Just wanted to know whether their exits a non zero matrix whose adjoint is a zero matrix. And if so what would be inverse of a matrix whose adjoint as well as determinant is zero, as $$A^{-1}=\dfrac{1}{ |A|} adj(A)$$

Answer 1

The matrix

$$A=\begin{pmatrix}1&0&0\\0&0&0\\0&0&0\end{pmatrix} $$

satisfies $adj(A)=0$ and $\det(A)=0$. The inverse does not exist if the determinent is zero.

This answers your question!

Answer 2

If $A$ is an $n\times n$ matrix with $n>2$, and all entries are equal, then the adjoint (adjugate) matrix will be zero.

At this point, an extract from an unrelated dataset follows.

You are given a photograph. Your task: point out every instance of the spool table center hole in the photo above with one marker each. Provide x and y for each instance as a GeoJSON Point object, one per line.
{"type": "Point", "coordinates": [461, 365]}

A matrix with a $0$ adjugate matrix cannot have an inverse, as $A\times\operatorname{adj}(A) = \det(A)\cdot I$. And if this product turns out to be $0$, then that means that the determinant of $A$ is zero, which implies that $A$ is not invertible.

Answer 3

I'm not sure if the proof is concise enough, but here is my attempt. Every remark is welcome! $\text{LaPlace formulae}$

Let $A\in M_n(\mathbb N).$

$$A_{ij}:=\sum_{p\in S_n\\p(i)=j}^n(-1)^{I(p)}a_{1p(1)}\cdot\ldots a_{i-1,p(i-1)}a_{i+1,p(i+1)}\cdot\ldots\cdot a_{np(n)}$$

Note (reminder): there is no $a_{ip(i)}$, that's why $A_{ij}$ is called $\text{the algebraic complement}$ of the element $a_{ij}.$ Now we can simplify the initial formula: $$\det(A)=\sum_{j=1}a_{ij}A_{ij}\leftarrow\text{development by the i-th row}$$ As colleagues have already mentioned:$$ A_{ij}=0,\forall\; i,j\in\{1,\ldots,n\}\implies\det(A)=0$$

We can also write: $$A_{ij}=(-1)^{i+j}\Delta_{ij}$$ More conrete example: $$B=\begin{bmatrix}A_{11}&A_{12}&\ldots &A_{1,n-1}&A_{1n}\\A_{21}&A_{22}&\ldots&A_{2,n-1}&A{2n}\\\vdots&\vdots&\ddots&\vdots&\vdots\\A_{n1}&A_{n2}&\ldots&A_{n,n-1}&A_{nn}\end{bmatrix}$$ If the matrix $B$ above were to represent what happens when we calculate $\det(A)$ with all the algebraic complements: $A_{ij}=0\;\forall\;i,j\in\{1,\ldots,n\}$, it would be $\text{the null-matrix}$.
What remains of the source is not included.